Коул подходит к Еве, опускается на корточки перед диваном, осторожно берёт её правую ладонь в свои руки. Он поглаживает её пальцы: длинные и изящные, и такие нежные… Коул любит смотреть за тем, как Ева играет на фортепиано. Каждый раз, словно заворожённый, он наблюдает, как её пальцы порхают по клавишам, извлекая из них какую-то невероятно прекрасную музыку. И ему почти физически больно видеть левый мизинец, «закованный» в специальный фиксатор, чтобы сломанная косточка срослась правильно. Доктор обещал Еве, что после реабилитации она сможет играть как прежде. И она сможет, Коул знает, что мисс Миллер отдала почти все сбережения на лечение в хорошей клинике. И если не хватит, они с Кайлом найдут ещё денег. А пока…
— Ничего, медовая. Нас ебут, а мы крепчаем, — произносит Коул свою коронную фразу. И уточняет: — Сколько пальцев ему сломать?
— Все, — Ева смотрит в глаза Коулу и ещё раз повторяет, — все, и на ногах тоже.
— Будет сделано, медовая, — Коул расплывается в широкой улыбке, вот только в глазах лёд.
И Ева заранее не завидует «Шакалам». И в глубине души она на мгновение ужасается собственной кровожадности, а потом вспоминает, как их главарь лапал её, как сжимал мизинец, пока…
Коул между тем идёт к выходу из комнаты, замирает на пороге, обращаясь к Кайлу:
— Ты со…
Он не успевает договорить. Кайл жестом обрывает его, произносит решительно:
— Через час у заброшки.
Братья возвращаются в квартиру Евы только ближе к утру. У них уже давно есть ключи от входной двери, и они стараются не шуметь, но Ева не спит. Она выходит к ним навстречу, облегчённо выдыхает, видя, что оба в относительном порядке, если не считать пары ссадин на лице. В её глазах застывает немой вопрос, и Коул, усмехнувшись, достаёт из-за пазухи пару снимков, сделанных на фотоаппарате «Полароид». Протягивает ей.

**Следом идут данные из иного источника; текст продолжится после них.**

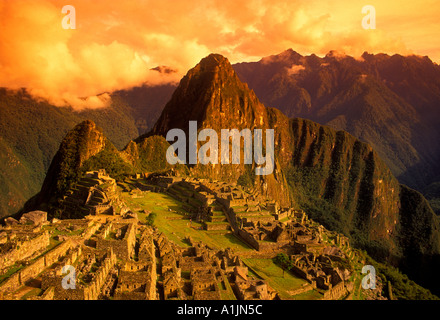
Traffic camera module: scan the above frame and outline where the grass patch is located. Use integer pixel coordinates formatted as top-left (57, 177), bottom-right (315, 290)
top-left (243, 258), bottom-right (316, 299)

Ева разглядывает карточки, на которых видит главаря «Шакалов»: у него на лице места живого нет, и все пальцы на руках… Тошнота подступает к горлу, и Ева сглатывает, поспешно возвращая снимки Коулу. Спрашивает, запинаясь:
— Вы его… убили? — ей страшно получить утвердительный ответ. Страшно, что её друзья из-за неё стали убийцами. Она хотела мести… хотела… и ей не жаль того урода, что измывался над ней. Вот только убийство — это слишком.